Time for Plan B: minding your manners.
" 'Please' and 'thank you' will get you a long way, believe it or not," says Jeff Mozingo, head of security at Clarendon Grill in Arlington. "Ask any of my team -- it's all about manners."
And while they go by many names -- bouncers, greeters, door staff -- Mozingo and others like him are all looking for two things: patience and respect. We asked staffers at area nightclubs how to get on their good side and how not to get on their nerves. Heed their advice, and hopefully you'll be spending your next Saturday night at the bar instead of next to the curb.
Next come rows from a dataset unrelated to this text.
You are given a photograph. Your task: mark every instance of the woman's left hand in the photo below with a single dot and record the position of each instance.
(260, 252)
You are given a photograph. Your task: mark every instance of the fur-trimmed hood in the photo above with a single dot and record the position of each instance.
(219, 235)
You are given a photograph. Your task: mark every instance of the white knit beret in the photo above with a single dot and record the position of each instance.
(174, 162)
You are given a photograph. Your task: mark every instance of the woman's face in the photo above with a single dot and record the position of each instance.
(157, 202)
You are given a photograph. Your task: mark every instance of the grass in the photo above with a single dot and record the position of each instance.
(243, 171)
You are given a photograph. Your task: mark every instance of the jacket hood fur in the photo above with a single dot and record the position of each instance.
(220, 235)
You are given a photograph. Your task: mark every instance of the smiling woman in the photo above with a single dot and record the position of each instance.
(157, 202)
See Page M4.
JOSH BURDETTE, 30, 9:30 club
Since opening its doors downtown in the early '80s (and then migrating to the U Street corridor in 1996), the 9:30 club has grown to become Washington's premier music venue.
You don't like being called a bouncer. How come?
A bouncer is looking to bounce people. It's a reactive way of doing things. We have a proactive attitude, so that we step into a situation before it becomes a problem. I don't have any problems with anybody else calling themselves a bouncer, but that's not the 9:30 club.
How would you describe your relationship with the crowds at 9:30?